Maysha Dawson is beginning our series on Celebrating Strong Women. I asked Maysha to contribute because she is such an inspiration of balancing family and outside interests. She and her husband, Thomas live in southern California with their one-year-old daughter. Maysha earned Teacher of the Year and joined the Mojave Chamber of Commerce all in her first year of motherhood. She just started blogging at http://www.myadventure-book.com.
I grew up as the 4th of 6 siblings. Often shadowed my older siblings’ successes and receiving less attention due the demands of younger siblings, I was the typical middle child. I sought attention from outside the family. My older sister and I had a nontraditional sister relationship. We rarely disagreed; rather we were close and shared all of our adventures. Our relationship helped me endure many of obstacles I have faced.
I have failed in many aspects of life. I have failed at relationships, failed at pursuing my dream career as a physician, failed in finances. While these failures defined who I was temporarily, they gave me the courage to try something new. I suppose I’ve always had the optimistic view that great things await me. I knew that if I was persistent, I would eventually land a well-paying job, the “white picket fence house” and a wonderful small family.
Entering adulthood, I realized that my choices and attitude define who I am – not my successes and failures. I have learned what it means to be a strong person and the importance of making the world a better place. A strong person is able to maintain a positive attitude even when faced with challenges. Currently, I am going through a transition at work. I have been removed from my current position and asked to serve at a different location. Although this transition will cause unnecessary challenges, holding resentment will negatively affect not only my work performance, but the attitude of other employee and students.

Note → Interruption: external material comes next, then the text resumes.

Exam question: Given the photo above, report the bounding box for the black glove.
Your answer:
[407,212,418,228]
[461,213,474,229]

When I was young girl, I was victim of sexual abuse. Learning to forgive (or at least put it behind me) allowed me to look ahead and be optimistic about the future I have in store for me. I no longer consider myself a victim because I was able to cope effectively. Currently, I teach high school students and they often tell me that I have the dream life. One girl said that I should start a blog because others would enjoy reading my stories. My students say that I have put in the hard work to become educated and get to enjoy my life, and this is all true. I have a loving husband, a beautiful baby girl, and a job that I love (most days 🙂). I have manageable debt and can live within my means. I have more happy experiences than I do sad ones. How did I get here? I practice forgiving the people that have hurt me and forgive myself for hurting others.
One of the hardest struggles that I have faced has been forgiving myself for the harm that I have done to others. I do not think that there is deeper pain than seeing loved ones hurt because of the choices I made. How can I be happy when I’m the cause of their suffering? Repentance- reviewing one’s actions and then committing to a personal change.